11 August 2012 –
Gasoline refiners, shunned by investors because of falling demand and rising regulation, now count Warren Buffett’s Berkshire Hathaway Inc. and billionaire Carl Icahn among shareholders as lower oil prices promise wider returns for fuel makers.
Buffett, Berkshire’s chairman and chief executive officer, said last month in an interview on Bloomberg Television that one of his deputies had invested in Phillips 66, which became the largest independent refiner in the U.S. after the Houston-based company was spun off from ConocoPhillips.
Icahn didn’t respond to a request for comment. Buffett didn’t respond to a request for comment sent to his assistant, Carrie Sova.

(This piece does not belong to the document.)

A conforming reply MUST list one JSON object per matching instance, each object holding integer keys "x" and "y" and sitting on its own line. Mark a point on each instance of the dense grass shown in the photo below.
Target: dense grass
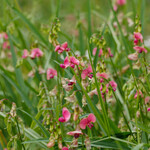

New drilling and production techniques used to crack shale rock brought a flood of new gas, deflating prices to a 10-year intraday low of $1.902 per million British thermal unit in April. The same methods now are being used to harvest oil, spurring three straight years of surging output in the U.S., the first time that’s happened since 1985, according to data compiled by Bloomberg.
The renaissance has caused U.S. crude prices to fall below other varieties of oil traded globally, giving refiners with operations near new U.S. oil production the advantage of paying less for each barrel they purchase. Refiners with access to growing supplies from North Dakota’s Bakken shale formation and other northwest oilfields, were the first to benefit.